Total downbound barge traffic through the locking system of the Mississippi, Illinois, Ohio, and Arkansas rivers has decreased the last three weeks, the U.S. Department of Agriculture said today.

Water levels have rapidly declined since flooding and high-water events earlier this year. Lower water levels, aggravated by increased sediments deposited during the flood stages, have resulted in grounding hazards, with several barge groundings this month, the USDA said in its weekly Grain Transportation Report (GTR).

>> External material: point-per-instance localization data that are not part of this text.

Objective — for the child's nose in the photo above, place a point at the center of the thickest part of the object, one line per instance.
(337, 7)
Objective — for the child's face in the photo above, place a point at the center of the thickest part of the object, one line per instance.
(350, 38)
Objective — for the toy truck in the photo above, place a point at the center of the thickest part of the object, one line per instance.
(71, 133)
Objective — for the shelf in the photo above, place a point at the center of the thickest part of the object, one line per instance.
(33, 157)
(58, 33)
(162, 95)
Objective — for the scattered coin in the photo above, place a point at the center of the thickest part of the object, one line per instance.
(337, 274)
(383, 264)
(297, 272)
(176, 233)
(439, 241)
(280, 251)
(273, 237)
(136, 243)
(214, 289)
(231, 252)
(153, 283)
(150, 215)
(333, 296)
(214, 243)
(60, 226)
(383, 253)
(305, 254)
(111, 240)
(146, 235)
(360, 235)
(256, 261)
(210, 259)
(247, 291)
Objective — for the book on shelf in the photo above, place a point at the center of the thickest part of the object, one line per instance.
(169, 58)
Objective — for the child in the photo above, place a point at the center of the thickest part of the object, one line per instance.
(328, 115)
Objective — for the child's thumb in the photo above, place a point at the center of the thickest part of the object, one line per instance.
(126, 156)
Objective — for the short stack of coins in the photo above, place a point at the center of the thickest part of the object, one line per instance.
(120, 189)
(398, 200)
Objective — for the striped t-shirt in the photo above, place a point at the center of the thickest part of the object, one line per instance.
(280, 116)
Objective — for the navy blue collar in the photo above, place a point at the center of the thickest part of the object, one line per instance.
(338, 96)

The Coast Guard and Army Corps of Engineers have issued warnings to mariners to reduce speeds and proceed with caution along portions of the inland waterways. Corps lock maintenance and dredging operations have also caused delays and traffic restrictions in some areas. These navigational issues, combined with recent high barge shipping rates and a low supply of barges upriver, have decreased the number of grain barges and volume of grain transiting the locks, according to the GTR. The number of barges unloaded at the Port of New Orleans has remained high, suggesting increased grain shipments are arriving from elevators south of the locking portion of the river system.

For the week ending Aug. 17, barge grain movements totaled 547,342 tons. This represents a 3.5% decrease from the previous week and 23% less than the same period last year, the USDA said. For the week ending Aug. 17, 348 grain barges moved down river. This is 20 fewer barges than the previous week. There were 682 grain barges unloaded in New Orleans, 3% less than the previous week, according to the USDA.